From the time Nenad mentioned that he was planning to take the band to Croatia to play a 2,000 seat concert hall in Zagreb, I felt that our journey together was about to come full circle. When I first started shooting with Nenad in the late nineties, I went with him to his homeland. At present, he’s probably spent half his life in the United States. Now, having internalized the American rock sound, he was going home, bringing with him the unique brand of music he’s evolved over the years. Nenad is no stranger to large venues, he’s played with luminaries such as Pavarotti, and to big crowds such as Woodstock ’94, but this time the weight would be on his shoulders as the main attraction in a huge space. Unless you’re the Stones or U2, in this economy it’s not easy to put the butts in the seats. This was going to be a huge challenge, a do or die. There would be a lot of feelings, a lot of emotion, and I had a powerful sense that capturing it on camera would give the film a natural — not to mention dramatic — place of closure.
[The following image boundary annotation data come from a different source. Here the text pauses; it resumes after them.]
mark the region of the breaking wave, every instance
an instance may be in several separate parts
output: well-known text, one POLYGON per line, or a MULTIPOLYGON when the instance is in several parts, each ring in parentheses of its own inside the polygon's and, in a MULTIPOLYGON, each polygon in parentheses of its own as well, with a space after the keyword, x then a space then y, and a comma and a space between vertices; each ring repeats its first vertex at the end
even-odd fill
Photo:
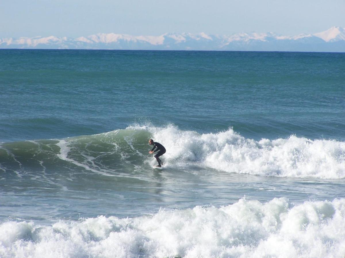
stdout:
POLYGON ((51 226, 9 221, 0 225, 0 256, 342 257, 344 220, 344 198, 281 198, 51 226))
POLYGON ((230 173, 263 176, 345 178, 345 142, 287 139, 256 141, 231 129, 199 133, 164 128, 131 126, 99 135, 61 140, 3 143, 0 169, 20 174, 30 170, 85 170, 111 176, 145 169, 154 163, 150 138, 167 149, 167 168, 198 166, 230 173))

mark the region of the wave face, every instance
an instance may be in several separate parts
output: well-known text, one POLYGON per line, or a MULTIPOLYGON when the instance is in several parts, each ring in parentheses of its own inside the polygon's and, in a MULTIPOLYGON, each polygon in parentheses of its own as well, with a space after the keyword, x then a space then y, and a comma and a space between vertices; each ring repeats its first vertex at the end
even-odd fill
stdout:
POLYGON ((231 129, 200 134, 174 126, 131 126, 99 135, 59 140, 3 143, 1 169, 19 176, 30 171, 81 172, 110 176, 135 173, 155 163, 148 139, 167 151, 167 168, 195 166, 229 173, 263 176, 325 179, 345 178, 345 143, 287 139, 256 141, 231 129))
POLYGON ((51 226, 0 225, 0 256, 342 257, 345 199, 162 210, 120 219, 100 216, 51 226))

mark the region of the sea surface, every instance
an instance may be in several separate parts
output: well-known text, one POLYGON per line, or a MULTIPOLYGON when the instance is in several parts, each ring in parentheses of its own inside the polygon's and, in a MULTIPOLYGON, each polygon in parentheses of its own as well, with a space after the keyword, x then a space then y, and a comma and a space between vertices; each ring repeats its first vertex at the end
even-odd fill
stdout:
POLYGON ((345 256, 344 53, 1 50, 0 101, 0 257, 345 256))

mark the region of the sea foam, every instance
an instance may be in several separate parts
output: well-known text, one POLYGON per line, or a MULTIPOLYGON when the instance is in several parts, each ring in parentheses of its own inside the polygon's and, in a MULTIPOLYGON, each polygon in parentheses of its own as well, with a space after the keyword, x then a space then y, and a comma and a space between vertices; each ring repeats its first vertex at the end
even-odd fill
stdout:
POLYGON ((133 218, 100 216, 51 226, 0 225, 3 257, 343 257, 345 199, 161 210, 133 218))
POLYGON ((232 129, 199 134, 174 126, 151 128, 167 149, 165 156, 183 164, 197 163, 229 172, 262 176, 339 179, 345 178, 345 142, 287 139, 246 139, 232 129))

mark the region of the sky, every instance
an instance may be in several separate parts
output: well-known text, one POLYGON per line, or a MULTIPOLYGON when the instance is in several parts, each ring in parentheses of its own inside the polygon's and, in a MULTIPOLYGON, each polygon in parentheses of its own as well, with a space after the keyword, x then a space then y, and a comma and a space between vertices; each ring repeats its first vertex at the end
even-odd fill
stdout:
POLYGON ((204 32, 284 35, 345 27, 345 0, 0 0, 0 38, 204 32))

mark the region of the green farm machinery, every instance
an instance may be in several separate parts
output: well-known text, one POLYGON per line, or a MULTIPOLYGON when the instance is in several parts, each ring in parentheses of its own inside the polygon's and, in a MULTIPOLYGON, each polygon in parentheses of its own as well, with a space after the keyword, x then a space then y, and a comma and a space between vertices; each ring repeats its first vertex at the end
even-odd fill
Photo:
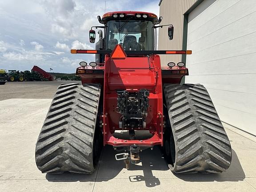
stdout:
POLYGON ((23 81, 24 80, 23 73, 19 71, 9 70, 7 76, 8 81, 23 81))

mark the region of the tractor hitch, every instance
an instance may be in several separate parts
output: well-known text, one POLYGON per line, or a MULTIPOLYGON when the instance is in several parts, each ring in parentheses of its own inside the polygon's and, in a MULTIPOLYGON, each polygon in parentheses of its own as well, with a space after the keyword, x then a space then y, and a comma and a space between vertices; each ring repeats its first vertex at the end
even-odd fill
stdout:
POLYGON ((130 148, 130 154, 124 152, 116 154, 115 157, 116 160, 124 160, 125 163, 125 167, 127 169, 130 167, 130 163, 137 164, 140 162, 140 147, 134 144, 130 148))

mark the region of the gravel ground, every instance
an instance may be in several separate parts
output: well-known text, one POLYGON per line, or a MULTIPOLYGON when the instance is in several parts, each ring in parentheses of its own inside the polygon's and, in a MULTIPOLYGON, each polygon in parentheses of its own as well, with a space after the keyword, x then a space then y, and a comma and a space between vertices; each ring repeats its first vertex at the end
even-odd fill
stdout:
POLYGON ((7 82, 0 85, 0 100, 10 99, 52 99, 62 83, 76 81, 7 82))

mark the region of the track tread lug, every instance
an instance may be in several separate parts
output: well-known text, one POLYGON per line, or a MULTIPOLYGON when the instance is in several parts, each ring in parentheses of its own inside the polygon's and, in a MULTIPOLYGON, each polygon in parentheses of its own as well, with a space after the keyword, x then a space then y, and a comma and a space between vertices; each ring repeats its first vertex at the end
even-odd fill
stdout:
POLYGON ((176 173, 225 171, 231 164, 232 149, 206 89, 199 84, 163 87, 175 142, 170 144, 176 150, 171 170, 176 173))

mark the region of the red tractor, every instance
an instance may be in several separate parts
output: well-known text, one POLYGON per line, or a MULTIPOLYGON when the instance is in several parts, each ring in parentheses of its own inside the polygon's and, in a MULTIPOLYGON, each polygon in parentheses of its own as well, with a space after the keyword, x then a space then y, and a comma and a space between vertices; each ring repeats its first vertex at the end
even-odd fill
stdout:
MULTIPOLYGON (((155 50, 162 20, 153 13, 116 12, 98 16, 90 41, 96 62, 81 62, 77 83, 62 84, 39 135, 36 161, 42 172, 92 173, 103 147, 123 152, 116 159, 140 161, 140 152, 160 145, 175 173, 220 173, 230 165, 232 149, 209 94, 200 84, 180 84, 185 64, 162 67, 159 54, 191 51, 155 50)), ((165 65, 165 64, 162 64, 165 65)))

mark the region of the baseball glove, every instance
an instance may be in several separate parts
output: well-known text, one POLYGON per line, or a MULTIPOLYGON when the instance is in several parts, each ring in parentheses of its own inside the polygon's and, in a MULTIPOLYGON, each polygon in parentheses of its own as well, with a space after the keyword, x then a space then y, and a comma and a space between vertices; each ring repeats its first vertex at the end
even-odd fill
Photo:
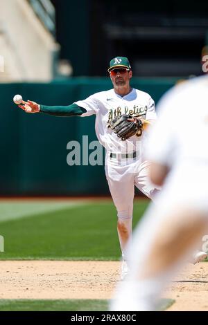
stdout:
POLYGON ((141 120, 126 114, 116 116, 110 122, 109 126, 122 141, 135 135, 140 136, 143 131, 143 124, 141 120), (134 118, 134 122, 128 121, 128 119, 132 118, 134 118))

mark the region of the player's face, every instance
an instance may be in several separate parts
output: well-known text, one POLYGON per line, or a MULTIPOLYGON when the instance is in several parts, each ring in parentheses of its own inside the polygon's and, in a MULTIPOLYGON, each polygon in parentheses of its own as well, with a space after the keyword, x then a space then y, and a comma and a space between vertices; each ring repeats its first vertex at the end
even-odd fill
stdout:
POLYGON ((125 68, 120 68, 110 71, 110 75, 114 85, 125 86, 129 83, 132 73, 125 68))

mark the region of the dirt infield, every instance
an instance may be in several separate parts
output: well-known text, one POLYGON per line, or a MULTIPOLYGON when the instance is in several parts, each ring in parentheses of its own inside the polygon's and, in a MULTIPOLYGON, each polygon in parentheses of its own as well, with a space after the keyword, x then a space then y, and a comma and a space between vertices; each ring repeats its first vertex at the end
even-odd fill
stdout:
MULTIPOLYGON (((120 262, 1 261, 0 299, 110 299, 120 262)), ((208 310, 208 263, 189 264, 167 288, 169 310, 208 310)))

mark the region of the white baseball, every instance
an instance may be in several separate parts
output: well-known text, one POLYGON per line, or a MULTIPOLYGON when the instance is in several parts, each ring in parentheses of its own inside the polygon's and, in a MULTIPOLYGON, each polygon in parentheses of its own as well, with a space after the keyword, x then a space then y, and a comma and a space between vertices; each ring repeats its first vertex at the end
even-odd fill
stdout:
POLYGON ((22 97, 21 95, 15 95, 15 96, 13 98, 13 102, 19 105, 19 104, 21 103, 22 102, 22 97))

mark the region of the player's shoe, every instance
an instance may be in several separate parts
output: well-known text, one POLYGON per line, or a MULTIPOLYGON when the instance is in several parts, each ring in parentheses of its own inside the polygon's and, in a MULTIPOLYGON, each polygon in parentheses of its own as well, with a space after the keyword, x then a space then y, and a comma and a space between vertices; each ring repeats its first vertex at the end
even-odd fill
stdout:
POLYGON ((193 263, 196 264, 196 263, 199 263, 207 257, 208 254, 205 252, 198 251, 196 252, 193 255, 193 263))
POLYGON ((122 263, 121 263, 121 280, 123 281, 126 278, 126 276, 128 275, 129 272, 129 268, 128 266, 128 263, 126 261, 123 259, 122 263))

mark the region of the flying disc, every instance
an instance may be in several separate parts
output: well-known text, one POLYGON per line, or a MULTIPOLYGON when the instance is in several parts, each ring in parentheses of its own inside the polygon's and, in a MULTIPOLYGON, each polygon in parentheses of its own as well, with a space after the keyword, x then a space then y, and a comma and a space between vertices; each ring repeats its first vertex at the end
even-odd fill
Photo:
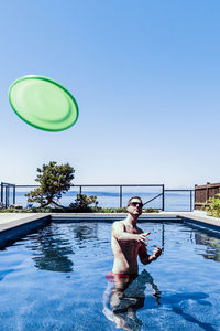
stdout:
POLYGON ((66 130, 78 118, 78 106, 73 95, 46 77, 24 76, 16 79, 10 86, 9 100, 21 119, 42 130, 66 130))

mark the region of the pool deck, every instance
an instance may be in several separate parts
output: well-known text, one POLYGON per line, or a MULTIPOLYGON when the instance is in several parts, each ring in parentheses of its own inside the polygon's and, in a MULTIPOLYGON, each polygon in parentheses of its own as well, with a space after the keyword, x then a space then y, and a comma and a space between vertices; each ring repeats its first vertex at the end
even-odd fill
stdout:
MULTIPOLYGON (((24 225, 40 223, 40 221, 100 221, 122 220, 125 213, 0 213, 0 235, 7 231, 18 228, 24 225)), ((220 218, 207 216, 206 212, 160 212, 160 213, 143 213, 140 221, 178 221, 184 220, 191 223, 200 224, 201 226, 211 226, 220 231, 220 218)))

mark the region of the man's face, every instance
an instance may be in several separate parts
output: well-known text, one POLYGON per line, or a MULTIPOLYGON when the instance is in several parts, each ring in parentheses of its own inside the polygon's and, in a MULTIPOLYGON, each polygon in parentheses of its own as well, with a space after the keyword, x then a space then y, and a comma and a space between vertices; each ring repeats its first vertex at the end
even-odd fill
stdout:
POLYGON ((140 199, 132 199, 127 207, 128 212, 132 215, 142 214, 143 203, 140 199))

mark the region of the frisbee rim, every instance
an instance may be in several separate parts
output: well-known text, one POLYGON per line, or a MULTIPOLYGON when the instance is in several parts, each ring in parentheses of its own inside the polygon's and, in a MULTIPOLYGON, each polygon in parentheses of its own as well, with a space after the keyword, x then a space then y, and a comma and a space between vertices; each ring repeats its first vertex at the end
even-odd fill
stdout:
POLYGON ((51 79, 51 78, 48 78, 48 77, 44 77, 44 76, 26 75, 26 76, 20 77, 20 78, 18 78, 16 81, 14 81, 14 82, 11 84, 10 88, 9 88, 9 103, 10 103, 12 109, 14 110, 14 113, 15 113, 23 121, 25 121, 26 124, 31 125, 31 126, 34 127, 34 128, 37 128, 37 129, 43 130, 43 131, 53 131, 53 132, 64 131, 64 130, 70 128, 72 126, 74 126, 75 122, 77 121, 78 117, 79 117, 79 108, 78 108, 77 102, 76 102, 76 99, 74 98, 74 96, 70 94, 70 92, 69 92, 66 87, 64 87, 62 84, 59 84, 59 83, 57 83, 57 82, 55 82, 54 79, 51 79), (74 120, 70 125, 67 125, 67 126, 65 126, 65 127, 63 127, 63 128, 61 128, 61 129, 59 129, 59 128, 58 128, 58 129, 53 129, 53 128, 52 128, 52 129, 47 129, 47 128, 43 128, 43 127, 40 127, 38 125, 35 125, 35 124, 31 122, 30 120, 25 119, 24 117, 22 117, 22 116, 18 113, 18 110, 16 110, 15 107, 13 106, 13 103, 12 103, 12 99, 11 99, 12 89, 13 89, 13 87, 14 87, 19 82, 23 82, 23 81, 26 81, 26 79, 33 79, 33 78, 40 79, 40 81, 45 81, 45 82, 48 82, 48 83, 52 83, 52 84, 56 85, 57 87, 59 87, 61 89, 63 89, 63 90, 70 97, 72 102, 74 103, 75 109, 76 109, 76 118, 75 118, 75 120, 74 120))

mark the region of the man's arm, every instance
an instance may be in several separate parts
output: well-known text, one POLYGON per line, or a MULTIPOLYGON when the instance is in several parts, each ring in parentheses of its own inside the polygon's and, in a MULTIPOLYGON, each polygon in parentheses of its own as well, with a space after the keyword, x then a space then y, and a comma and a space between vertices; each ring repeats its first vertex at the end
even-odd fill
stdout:
POLYGON ((152 255, 147 254, 146 247, 144 245, 141 245, 141 247, 139 248, 139 257, 143 265, 151 264, 153 260, 157 259, 161 254, 162 254, 162 248, 160 247, 156 247, 152 255))
POLYGON ((139 243, 146 245, 146 236, 150 234, 147 233, 141 233, 141 234, 132 234, 125 232, 125 226, 122 222, 114 222, 112 226, 112 233, 114 238, 117 241, 121 242, 128 242, 128 241, 136 241, 139 243))

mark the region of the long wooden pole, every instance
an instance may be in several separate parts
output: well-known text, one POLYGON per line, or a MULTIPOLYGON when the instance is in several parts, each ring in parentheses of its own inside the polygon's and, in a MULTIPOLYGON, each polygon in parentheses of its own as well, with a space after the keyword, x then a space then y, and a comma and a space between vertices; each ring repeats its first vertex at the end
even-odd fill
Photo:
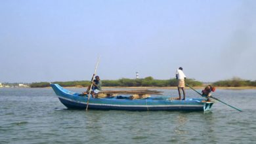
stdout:
POLYGON ((95 75, 96 75, 96 71, 97 70, 97 67, 98 67, 98 65, 99 62, 100 62, 100 57, 98 58, 98 62, 97 62, 97 63, 96 64, 95 73, 93 73, 93 79, 92 79, 92 81, 91 81, 91 86, 90 86, 90 90, 89 90, 87 103, 87 105, 86 105, 86 111, 88 110, 89 100, 90 99, 90 94, 91 94, 91 88, 93 86, 93 81, 95 80, 95 75))
MULTIPOLYGON (((198 94, 200 94, 201 96, 203 96, 202 94, 200 94, 200 92, 198 92, 197 90, 196 90, 195 89, 194 89, 194 88, 193 88, 192 87, 191 87, 190 85, 188 85, 188 84, 186 84, 187 86, 190 87, 190 88, 191 89, 192 89, 193 90, 194 90, 196 92, 197 92, 197 93, 198 93, 198 94)), ((233 106, 232 106, 232 105, 228 105, 228 103, 224 103, 224 102, 221 101, 220 99, 217 99, 217 98, 215 98, 215 97, 213 97, 213 96, 210 96, 210 98, 213 98, 213 99, 216 99, 216 100, 220 101, 221 103, 224 103, 224 104, 225 104, 225 105, 228 105, 228 106, 229 106, 229 107, 232 107, 232 108, 233 108, 233 109, 235 109, 238 110, 238 111, 242 112, 242 110, 241 110, 241 109, 238 109, 238 108, 236 108, 236 107, 233 107, 233 106)))

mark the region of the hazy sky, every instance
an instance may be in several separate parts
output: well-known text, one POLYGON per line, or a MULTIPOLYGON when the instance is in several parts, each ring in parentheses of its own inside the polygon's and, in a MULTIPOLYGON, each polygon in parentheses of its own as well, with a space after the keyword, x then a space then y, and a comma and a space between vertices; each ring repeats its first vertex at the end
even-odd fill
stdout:
POLYGON ((256 1, 1 0, 0 82, 256 80, 256 1))

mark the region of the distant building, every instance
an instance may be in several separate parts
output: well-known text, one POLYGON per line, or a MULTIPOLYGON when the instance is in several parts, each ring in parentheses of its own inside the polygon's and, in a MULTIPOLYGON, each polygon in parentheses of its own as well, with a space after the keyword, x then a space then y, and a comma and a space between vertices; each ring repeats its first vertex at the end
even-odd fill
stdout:
POLYGON ((136 79, 139 79, 139 73, 136 72, 136 79))
POLYGON ((28 88, 29 86, 28 85, 26 85, 26 84, 18 84, 18 87, 28 88))

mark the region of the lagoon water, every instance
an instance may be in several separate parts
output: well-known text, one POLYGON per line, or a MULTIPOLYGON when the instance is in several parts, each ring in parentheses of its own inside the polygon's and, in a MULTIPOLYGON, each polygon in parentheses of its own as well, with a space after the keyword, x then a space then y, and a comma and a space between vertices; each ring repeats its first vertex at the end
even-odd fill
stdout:
POLYGON ((255 143, 256 90, 214 95, 243 112, 219 102, 207 112, 86 112, 67 109, 51 88, 0 88, 0 143, 255 143))

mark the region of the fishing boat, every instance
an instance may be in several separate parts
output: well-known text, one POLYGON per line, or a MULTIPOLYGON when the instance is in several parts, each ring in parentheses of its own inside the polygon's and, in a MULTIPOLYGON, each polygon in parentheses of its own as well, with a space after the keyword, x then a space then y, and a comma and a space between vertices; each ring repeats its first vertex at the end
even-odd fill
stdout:
MULTIPOLYGON (((58 84, 51 84, 60 102, 68 109, 85 109, 87 96, 65 89, 58 84)), ((205 111, 209 110, 213 102, 205 99, 187 98, 185 100, 171 99, 170 96, 154 96, 146 99, 130 99, 125 96, 95 98, 90 97, 88 109, 126 111, 205 111)))

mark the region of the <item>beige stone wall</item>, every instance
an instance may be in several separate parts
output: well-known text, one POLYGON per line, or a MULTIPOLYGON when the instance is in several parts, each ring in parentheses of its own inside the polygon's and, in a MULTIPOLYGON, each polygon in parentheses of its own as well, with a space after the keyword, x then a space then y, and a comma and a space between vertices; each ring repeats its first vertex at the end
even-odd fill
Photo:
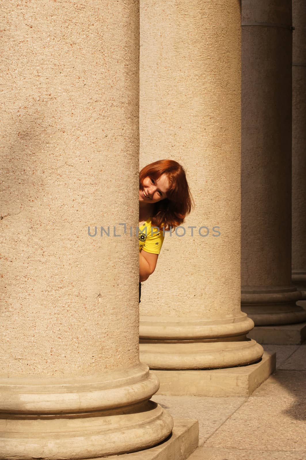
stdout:
POLYGON ((306 8, 292 3, 292 268, 306 287, 306 8))
POLYGON ((240 311, 240 15, 236 0, 222 3, 141 1, 140 167, 181 163, 196 207, 184 236, 166 234, 143 315, 240 311))
POLYGON ((137 224, 138 8, 1 5, 3 376, 138 361, 137 240, 88 234, 137 224))

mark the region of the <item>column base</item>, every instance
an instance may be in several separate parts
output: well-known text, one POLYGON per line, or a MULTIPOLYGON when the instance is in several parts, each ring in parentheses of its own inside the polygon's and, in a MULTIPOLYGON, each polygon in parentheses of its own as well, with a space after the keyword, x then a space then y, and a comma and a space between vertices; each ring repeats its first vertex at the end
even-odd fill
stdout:
POLYGON ((157 394, 248 396, 276 369, 276 353, 265 351, 260 362, 211 370, 154 371, 160 382, 157 394))
MULTIPOLYGON (((185 460, 199 444, 197 420, 174 420, 172 434, 158 446, 132 454, 112 455, 108 460, 185 460)), ((102 460, 93 459, 92 460, 102 460)))
POLYGON ((255 326, 294 324, 306 321, 306 310, 296 305, 302 294, 296 288, 241 287, 241 309, 255 326))
POLYGON ((292 270, 292 284, 301 293, 301 298, 306 299, 306 270, 292 270))
POLYGON ((258 361, 264 350, 246 334, 246 313, 228 318, 141 317, 140 358, 150 369, 219 369, 258 361))
POLYGON ((140 340, 141 361, 150 369, 185 370, 245 366, 260 359, 264 350, 245 336, 234 341, 140 340))
POLYGON ((257 326, 247 337, 262 345, 300 345, 306 340, 306 322, 283 326, 257 326))
POLYGON ((0 458, 69 460, 141 450, 171 433, 148 400, 159 386, 139 363, 100 376, 0 379, 0 458))

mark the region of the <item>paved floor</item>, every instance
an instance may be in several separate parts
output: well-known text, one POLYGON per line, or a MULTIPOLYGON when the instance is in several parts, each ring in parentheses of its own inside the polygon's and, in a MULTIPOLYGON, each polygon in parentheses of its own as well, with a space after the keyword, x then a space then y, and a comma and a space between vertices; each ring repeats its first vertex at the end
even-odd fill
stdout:
POLYGON ((248 397, 154 396, 175 418, 197 419, 188 460, 306 460, 306 344, 264 345, 277 370, 248 397))

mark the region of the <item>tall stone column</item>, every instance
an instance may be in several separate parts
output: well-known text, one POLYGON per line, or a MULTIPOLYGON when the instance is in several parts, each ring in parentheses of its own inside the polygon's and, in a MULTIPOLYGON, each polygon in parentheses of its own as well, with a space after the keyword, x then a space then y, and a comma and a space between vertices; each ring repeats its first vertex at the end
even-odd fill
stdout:
POLYGON ((178 161, 195 202, 141 288, 141 361, 152 368, 263 353, 240 310, 240 21, 236 0, 141 1, 140 167, 178 161))
POLYGON ((88 234, 138 223, 138 2, 1 9, 0 458, 145 448, 138 242, 88 234))
POLYGON ((292 282, 306 299, 306 6, 293 0, 292 282))
POLYGON ((241 309, 302 322, 291 283, 291 0, 242 0, 241 309))

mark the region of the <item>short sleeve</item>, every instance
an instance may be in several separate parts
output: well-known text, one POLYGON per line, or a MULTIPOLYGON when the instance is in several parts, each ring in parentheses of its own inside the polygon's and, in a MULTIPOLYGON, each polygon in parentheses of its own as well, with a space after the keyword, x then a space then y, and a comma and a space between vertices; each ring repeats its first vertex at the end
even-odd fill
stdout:
POLYGON ((151 254, 159 254, 163 245, 165 236, 162 229, 158 230, 158 227, 152 227, 148 233, 142 249, 151 254))

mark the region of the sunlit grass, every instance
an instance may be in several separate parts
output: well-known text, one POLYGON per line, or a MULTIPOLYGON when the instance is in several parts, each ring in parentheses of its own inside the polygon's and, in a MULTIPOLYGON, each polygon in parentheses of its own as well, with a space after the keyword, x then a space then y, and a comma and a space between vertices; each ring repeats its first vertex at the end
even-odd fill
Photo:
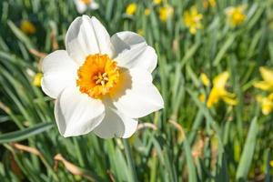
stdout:
POLYGON ((273 69, 273 2, 96 2, 99 8, 86 14, 96 15, 110 35, 138 32, 155 47, 154 84, 165 108, 141 118, 126 141, 94 134, 64 138, 53 116, 54 100, 35 84, 35 76, 46 54, 65 49, 68 25, 80 15, 71 0, 1 1, 1 180, 272 181, 273 117, 263 114, 257 100, 270 92, 253 85, 262 80, 260 66, 273 69), (132 3, 136 9, 128 15, 132 3), (245 15, 235 25, 226 12, 238 5, 244 5, 245 15), (195 34, 183 20, 193 6, 202 15, 195 34), (163 7, 172 13, 160 15, 163 7), (20 29, 23 21, 35 31, 20 29), (229 74, 225 89, 237 104, 219 100, 208 108, 213 78, 225 71, 229 74))

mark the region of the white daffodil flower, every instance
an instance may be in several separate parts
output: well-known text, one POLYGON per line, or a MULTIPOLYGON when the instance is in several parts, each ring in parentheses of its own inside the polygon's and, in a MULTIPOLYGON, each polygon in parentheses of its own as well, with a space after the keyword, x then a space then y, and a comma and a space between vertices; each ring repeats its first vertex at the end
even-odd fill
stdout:
POLYGON ((94 0, 74 0, 74 3, 76 5, 76 11, 79 14, 85 13, 87 8, 96 10, 99 7, 99 5, 94 0))
POLYGON ((163 108, 152 83, 157 56, 133 32, 109 36, 96 17, 70 25, 66 50, 43 59, 43 91, 56 98, 55 117, 64 136, 94 131, 102 138, 129 137, 137 118, 163 108))

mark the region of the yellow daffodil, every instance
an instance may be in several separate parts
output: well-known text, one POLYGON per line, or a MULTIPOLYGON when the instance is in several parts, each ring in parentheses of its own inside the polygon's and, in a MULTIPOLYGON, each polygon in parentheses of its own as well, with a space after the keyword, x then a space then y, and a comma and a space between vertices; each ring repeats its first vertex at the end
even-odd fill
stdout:
POLYGON ((36 32, 35 26, 28 20, 21 21, 20 29, 26 35, 32 35, 36 32))
POLYGON ((201 20, 203 15, 198 13, 196 6, 192 6, 189 11, 186 11, 183 15, 183 21, 186 26, 188 27, 189 32, 195 35, 197 29, 202 27, 201 20))
POLYGON ((154 0, 153 3, 155 5, 159 5, 162 2, 162 0, 154 0))
POLYGON ((205 94, 200 94, 200 95, 198 96, 198 99, 199 99, 200 102, 204 103, 205 100, 206 100, 206 96, 205 96, 205 94))
POLYGON ((159 8, 159 18, 162 22, 166 22, 174 14, 174 8, 170 5, 165 5, 159 8))
POLYGON ((209 93, 207 106, 211 107, 223 100, 228 105, 235 106, 237 104, 236 96, 226 90, 225 86, 229 77, 228 72, 223 72, 213 79, 213 87, 209 93))
POLYGON ((137 5, 136 3, 131 3, 126 7, 126 15, 134 15, 137 9, 137 5))
POLYGON ((152 82, 157 64, 155 49, 141 35, 123 31, 110 37, 95 16, 76 17, 67 30, 66 50, 42 60, 41 86, 56 99, 61 135, 93 131, 102 138, 130 137, 137 118, 164 106, 152 82))
POLYGON ((245 21, 247 17, 246 15, 244 15, 245 9, 246 5, 228 7, 226 9, 226 15, 228 15, 228 20, 231 25, 237 26, 245 21))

Nerves must have been pretty strained. Did everybody stay calm under pressure?

The band was really supportive. The two years they’ve been playing together really showed. During sound check the staffers didn’t do things the way the band was used to and there was a real possibility that things could go very wrong. Meanwhile, Nenad was extremely drained from ten previous days of promoting the concert with radio and TV appearances. It was a full court press to sell tickets. A lot of people in Croatia know Nenad’s work, but since he hasn’t performed there in a while, he had to work hard on publicizing the event.

It was a grueling schedule — how did that go?

There simply was no down time. The trip itself was maybe 12, 14 hours with layovers. The band was jet-lagged but they’re total pros. We went straight from the airport to rehearsal. We arrived on Thursday and were back on a plane by Sunday.

Did anything go wrong?

Well, I almost got beat up.

OH?

After the concert a couple of guys from the band and I went out with a local TV producer who attracted attention from the drunken patrons at the first bar we attended. While she was introducing us to the native drink, Rakija, and I was getting more drunk than I meant to or even realized, I somehow provoked the very big and very thuggish [name withheld to protect the innocent]. He’d left the bar, but I must have endeared myself to him somehow as he was compelled to come back with only one thing on his mind and it wasn’t love. It dawned on me then that death was imminent and a certain calm engulfed me as I resigned myself to the fact that some pretty hefty dental work investments were about to be left on a cement saloon floor in Zagreb. Fortunately, our hostess Renata convinced this hulk that I was in fact too pathetic to beat up. He then rubbed my head in a friendly fashion and we became friends on our way to another bar. Luckily, that one was closed.

What was the run-up to the concert like?

It was tough. The sound check went for a couple of hours, the promoter, albeit a wonderful and generous guy, was checking his watch constantly, things weren’t going as anybody had thought. The promoter wanted the band to rehearse but without the monitors properly balanced for the band to hear themselves it made no sense to play. In addition, Al Orlo, the guitarist, told me that the sound would be affected by the number of people in the theater — full is much better. We already knew that the advance sales were not what we all would have liked. But the big mystery was that Croatians tend to buy tickets at the door last minute, which made for a big variable nobody would know the outcome of until showtime.